We filed out of Central Park toward the west side, where our little VW beetle Snugglebug was parked, and we drove home, the headlights of all the cars providing the only illumination on the streets. We got home safe, barely ahead of the rioting and stuff, and tried to sleep without use of fans or the one air conditioner we owned.
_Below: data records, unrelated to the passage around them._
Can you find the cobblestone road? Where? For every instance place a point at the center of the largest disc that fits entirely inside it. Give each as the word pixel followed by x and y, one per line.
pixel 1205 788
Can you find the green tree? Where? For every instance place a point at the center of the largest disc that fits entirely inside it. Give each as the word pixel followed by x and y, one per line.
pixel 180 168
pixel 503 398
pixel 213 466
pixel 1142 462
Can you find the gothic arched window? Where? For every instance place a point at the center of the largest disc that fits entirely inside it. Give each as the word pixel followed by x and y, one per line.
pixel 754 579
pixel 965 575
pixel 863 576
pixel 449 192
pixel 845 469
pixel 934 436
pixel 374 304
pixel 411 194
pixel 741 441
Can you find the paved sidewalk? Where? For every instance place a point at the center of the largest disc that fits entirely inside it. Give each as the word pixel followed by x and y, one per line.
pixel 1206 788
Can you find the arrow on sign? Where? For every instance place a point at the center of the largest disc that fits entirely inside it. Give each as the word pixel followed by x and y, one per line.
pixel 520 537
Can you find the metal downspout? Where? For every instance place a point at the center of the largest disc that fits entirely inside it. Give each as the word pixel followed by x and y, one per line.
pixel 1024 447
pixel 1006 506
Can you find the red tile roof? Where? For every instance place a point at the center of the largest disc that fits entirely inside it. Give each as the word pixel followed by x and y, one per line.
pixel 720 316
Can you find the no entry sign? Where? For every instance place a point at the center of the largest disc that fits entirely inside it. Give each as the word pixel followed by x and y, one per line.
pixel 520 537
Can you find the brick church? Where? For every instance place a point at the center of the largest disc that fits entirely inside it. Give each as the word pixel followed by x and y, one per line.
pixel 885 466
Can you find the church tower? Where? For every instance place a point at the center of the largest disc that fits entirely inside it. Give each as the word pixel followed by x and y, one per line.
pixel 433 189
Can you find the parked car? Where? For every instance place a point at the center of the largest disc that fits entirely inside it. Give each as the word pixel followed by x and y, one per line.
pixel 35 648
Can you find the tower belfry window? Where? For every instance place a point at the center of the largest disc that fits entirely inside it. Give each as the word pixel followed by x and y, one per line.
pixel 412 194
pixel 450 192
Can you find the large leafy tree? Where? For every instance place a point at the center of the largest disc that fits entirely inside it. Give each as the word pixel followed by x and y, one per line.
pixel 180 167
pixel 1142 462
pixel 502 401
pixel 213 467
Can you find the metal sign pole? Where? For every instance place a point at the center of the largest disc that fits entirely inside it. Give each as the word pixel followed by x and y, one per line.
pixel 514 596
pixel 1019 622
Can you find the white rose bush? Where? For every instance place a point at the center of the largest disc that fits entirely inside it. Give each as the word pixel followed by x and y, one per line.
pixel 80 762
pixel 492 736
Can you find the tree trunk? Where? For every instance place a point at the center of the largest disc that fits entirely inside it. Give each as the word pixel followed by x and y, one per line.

Twenty-nine years later, I got to write a Buffy the Vampire Slayer novel that used the blackout on that July day as a centerpiece. The novel focused on Nikki Wood, a previous Slayer who was established in the fifth-season episode “Fool for Love” as being killed by Spike on a subway car in New York in 1977. I built out from that, and one other confrontation Nikki had with Spike, shown in flashback in the seventh season’s “Lies My Parents Told Me,” and constructed the story of a Slayer that we might have seen had the show been created by Gordon Parks in the 1970s instead of Joss Whedon in the 1990s. Basically, a Buffy blaxploitation film. It was some of the most fun I’ve had writing a book.
New York has had three blackouts. The ones in 1965 and 2003 were pretty harmless, all things considered, but 1977’s NYC was a powderkeg. Crime was at an all-time high, the city was broke, and it was just a smog-choked mess. Perfect place for a Slayer to be needed, in truth………..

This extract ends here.